A three-year veteran of the Student Association Senate launched a bid for the SA’s top post Thursday.
Sen. Imani Ross, U-at Large, a junior from Philadelphia, said her campaign will focus on three key issues – access, community and transparency. Ross, the chairwoman of the student life committee, is running on a platform with more than 10 main goals, including implementing mandatory cultural competency courses, renovating the third-floor terrace of the Marvin Center and creating a freshman housing system where students with similar interests live on the same floor.
“In those past three years, I’ve gotten to learn a lot, and now I want to apply what I’ve been learning to my community because I feel like my community is very underrepresented in the governing process,” Ross said.
If elected, Ross would be the first black female president of the SA.
She said she has spoken with administrators like Tim Miller, the associate dean of students, in the past few weeks about her plans and that her SA experience has allowed her to build a rapport with officials that would help her roll out projects quickly.
Ross emerged as a leader in the recent student response to a racist Snapchat post that spurred campus-wide conversation about racism and diversity. She introduced a resolution calling for the removal of the sorority Alpha Phi and a host of other measures to improve campus life for students of color.
Ross said if elected, she would seek to implement a general education requirement, mandating that all students take a course like Race and Racism or Women in Politics.
“It is sad to know some students don’t get to interact that way or have those productive dialogues without feeling like it’ll affect their student experience,” she said. “But it’s really important you have those dialogues. Why not do it in a healthy and productive academic setting?”
She said she would also work with administrators to create councils on diversity and sustainability – where student leaders can speak regularly with adminstrators on issues they are passionate about.
Ross is also seeking to eliminate “unnecessary” financial holds on student accounts, including restrictions on obtaining transcripts, which can prevent students from applying to jobs, scholarships and grants. Currently, students can be prevented from getting a transcript or registering for classes if they haven’t met requirements to visit an academic adviser or if they owe money to the University.
“If you think about it, you paid for those classes – that’s why you ended up getting a grade in the first place, because you were able to register and take the course – so you shouldn’t be penalized just because you have a financial burden,” Ross said.
Ross is also seeking to create a housing program that would place freshmen on the same residence hall floor as other students with similar values and hobbies, but would still allow them to request roommates. She said the program would expand the process used to determine freshman roommates to allow students to live on the same floor as peers with similar interests or ideals.
“What we’re trying to do is highlight what people like to do and see if they can build community based off what they like,” she said. “It’s a jumpstart to increasing diversity and inclusion as well as getting to know people.”
She hopes to pilot the program with freshmen and if it proves to be successful, upperclassmen could opt into it, Ross said.
Ross said she also hopes to remodel and create an outdoor rooftop garden on the Marvin Center third-floor terrace, which past presidential candidates have advocated in previous years. She said she spoke with Miller and University President Thomas LeBlanc about revamping the space, and both were interested in the idea.

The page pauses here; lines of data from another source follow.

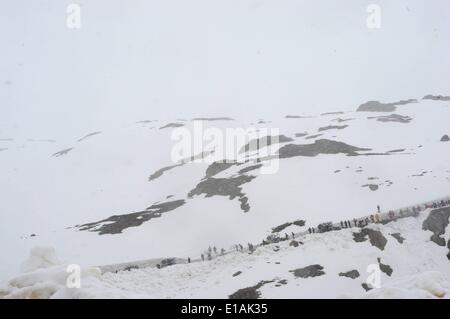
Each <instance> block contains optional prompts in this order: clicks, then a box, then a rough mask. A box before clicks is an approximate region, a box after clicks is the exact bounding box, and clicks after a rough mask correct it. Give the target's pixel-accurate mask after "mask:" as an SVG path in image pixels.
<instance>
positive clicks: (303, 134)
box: [295, 132, 308, 137]
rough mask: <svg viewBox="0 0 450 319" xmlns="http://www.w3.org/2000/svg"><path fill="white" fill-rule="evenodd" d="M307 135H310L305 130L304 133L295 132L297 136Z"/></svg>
mask: <svg viewBox="0 0 450 319" xmlns="http://www.w3.org/2000/svg"><path fill="white" fill-rule="evenodd" d="M306 135H308V133H307V132H304V133H295V137H303V136H306Z"/></svg>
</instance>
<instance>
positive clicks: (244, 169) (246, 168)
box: [238, 164, 262, 175]
mask: <svg viewBox="0 0 450 319" xmlns="http://www.w3.org/2000/svg"><path fill="white" fill-rule="evenodd" d="M261 166H262V164H256V165H251V166H248V167H245V168H243V169H241V170H239V172H238V174H239V175H242V174H245V173H248V172H251V171H254V170H255V169H259V168H261Z"/></svg>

“I want to also make it kind of kid-friendly,” she said. “There’s a lot of grad students here that don’t have family space, and they have families, they have wives and kids and husbands and children, and so I also want to give them a space where, when they come to campus, they can bring their family.”
She added that she hopes to create a resource handbook for incoming freshmen, specific to their school or college, that will include contact information for specific administrators and information about budgeting for the meal plans.
“I think the biggest issue with our community is that there is miscommunication within the community, and a lot of incoming freshmen are super excited to come here, but they’re only given small details about what the GW experience is about,” she said.
Concentrating on transparency, Ross said she wants to press administrators to be more open with the community by implementing a biannual “State of GW Address.” The address would include updates from the University president, the leaders of the Board of Trustees and the Faculty Senate and the president of the Student Association.
These officials all currently give updates three times a year during Board of Trustees meetings.
“This will be a way that all of us as students can get a clear idea of what GW is doing as a whole and also holding us accountable,” Ross said. “When you know that you have to eventually confront students, you tend to move a lot differently, when you have to have that productive confrontation.”
Cayla Harris, Kathryn Kline, Amber Mirza and Johnny Morreale contributed reporting.